For the first time in the UK, a private company is to take over the running of all the school services provided by an education authority.

Cambridge Education Associates (CEA), a small educational consultancy, is to be put in charge of schools in the borough of Islington in north London.

It has been named as the preferred bidder for the 105m, seven-year contract, after the government ordered Islington to contract out its education services.

The order followed one of the most critical reports ever made about an education authority by Office of Standards in Education (Ofsted) inspectors.

Rejected for Blair children

Seven of the Labour-run borough's 70 schools - which have 25,000 pupils - were declared "failing", and a further seven identified as having "serious weaknesses".

Last year, only 23.3% of pupils in the borough achieved five good GCSE grades, while the national average was 44.4%.

Sue Seifert Sue Seifert: "Private companies are looking for profit"
Islington's most famous former resident Tony Blair rejected the borough's schools for his children.

If, as expected, CEA takes over next April, the company will provide all central services for the schools, from advising on the curriclum to running their pay-rolls.

It will also make a profit, estimated at about 500,000 a year.


This has been criticised by teaching unions, but the company says it will only make a profit if it meets tough targets to raise standards.

Sue Seifert, headteacher of Montem Primary School in Islington, said she did not think it was right for private companies to provide school services.

"Private companies are looking for profit.

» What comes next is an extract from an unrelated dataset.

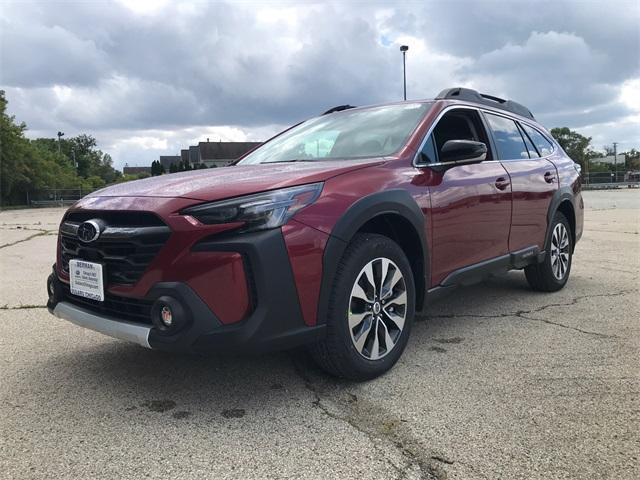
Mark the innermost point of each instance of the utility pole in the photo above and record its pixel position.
(615, 162)
(403, 49)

They have shareholders, they have to pay dividends. How can you make a profit on our children's education?"

School Standards Minister Estelle Morris said CEA would be "answerable through the contract to Islington's LEA, and the elected councillors will monitor the contract".

"Both the Department and Islington are determined that this will mark a new beginning for the borough and raise expectations about the future of education locally."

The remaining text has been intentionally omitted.